The Tourist drop one of their most original albums yet
Indie |
Wednesday 8th March 2017 | Rachel
The artistic project Clap Your Hands Say Yea, designed by musician Alec Ounsworth, a multitalented one man band capable of synthy keyboard skills, strange yet charming vocals, as well as gracefully tangled guitar notes, has honed in on what he believes a Folk-Rock album should sound like.
What Ounsworth has created wouldn't have been possible if hands weren't joined by himself and producer Dave Fridmann, a producer known for his work on albums by icons MGMT, Tame Impala and The Flaming Lips.
What the pair have composed has managed to grapple at our hearts all while producing a sound that encourages listeners to twist and sway.
The Tourist has seen production elements that can only be described as desperately pretty. With tracks that are always trapped in a warm hearted melody, but are also always grounded by earthy acoustic instrumentation and chunkier bass kicks, the album is always underpinned by its rock encapsulating genre.
These textures are most evident in The Tourists' sweeping second track Better Off that has been coated in the fragrant tinkering of 80’s nostalgia plugged into its every crevice, yet is lifted in its closing notes with livelier thundering.

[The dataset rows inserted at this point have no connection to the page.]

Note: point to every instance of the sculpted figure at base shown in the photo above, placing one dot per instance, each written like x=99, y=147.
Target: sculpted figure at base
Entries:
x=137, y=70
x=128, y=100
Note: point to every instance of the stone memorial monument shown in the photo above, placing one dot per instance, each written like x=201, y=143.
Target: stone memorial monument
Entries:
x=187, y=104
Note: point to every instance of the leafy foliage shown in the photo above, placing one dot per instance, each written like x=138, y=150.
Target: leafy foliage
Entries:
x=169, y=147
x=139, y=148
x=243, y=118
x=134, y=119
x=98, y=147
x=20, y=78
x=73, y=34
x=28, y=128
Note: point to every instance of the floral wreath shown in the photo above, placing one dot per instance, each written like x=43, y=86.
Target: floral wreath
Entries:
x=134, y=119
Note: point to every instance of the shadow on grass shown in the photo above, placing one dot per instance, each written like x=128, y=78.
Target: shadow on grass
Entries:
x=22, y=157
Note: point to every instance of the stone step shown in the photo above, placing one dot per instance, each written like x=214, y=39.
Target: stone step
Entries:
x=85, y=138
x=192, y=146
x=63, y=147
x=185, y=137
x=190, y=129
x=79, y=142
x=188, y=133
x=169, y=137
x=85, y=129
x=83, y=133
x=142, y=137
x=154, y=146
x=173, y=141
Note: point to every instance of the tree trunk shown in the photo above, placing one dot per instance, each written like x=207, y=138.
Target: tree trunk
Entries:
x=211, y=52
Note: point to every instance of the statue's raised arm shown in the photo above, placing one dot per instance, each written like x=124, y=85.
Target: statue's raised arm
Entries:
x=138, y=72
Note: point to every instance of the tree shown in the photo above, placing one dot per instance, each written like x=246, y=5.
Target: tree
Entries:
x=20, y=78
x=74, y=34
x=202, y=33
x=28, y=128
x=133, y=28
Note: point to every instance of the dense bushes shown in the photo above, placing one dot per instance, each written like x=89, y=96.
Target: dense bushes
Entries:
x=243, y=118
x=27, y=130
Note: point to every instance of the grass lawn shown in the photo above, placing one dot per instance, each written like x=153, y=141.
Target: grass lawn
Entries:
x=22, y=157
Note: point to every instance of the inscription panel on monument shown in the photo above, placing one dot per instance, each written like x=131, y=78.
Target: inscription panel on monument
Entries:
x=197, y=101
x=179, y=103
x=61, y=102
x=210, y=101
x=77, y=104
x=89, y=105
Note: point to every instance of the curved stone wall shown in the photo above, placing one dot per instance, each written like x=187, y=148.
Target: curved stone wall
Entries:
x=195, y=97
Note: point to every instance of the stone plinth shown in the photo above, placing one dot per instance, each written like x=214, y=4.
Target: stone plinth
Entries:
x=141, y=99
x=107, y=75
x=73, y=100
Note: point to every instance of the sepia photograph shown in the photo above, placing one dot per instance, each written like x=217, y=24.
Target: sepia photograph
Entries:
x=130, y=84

Likewise, this sense of rumbling acoustic folk can be heard in the album's opening track, The Pilot, before being plucked to the sky by its fluttering, synthy themes and choir like backing.
For Clap Your Hands Say Yea's sentimental fans, Ambulance Chaser drags you back to the aroma of their older material. Ambulance Chaser shares the riled up and electric excitement heard by their once most famous single The Skin Of My Yellow Country Teeth taken from their debut.
The originality that meticulously shackles each track on Clap Your Hands Say Yea's fifth album stands it as possibly their strongest attempt to date.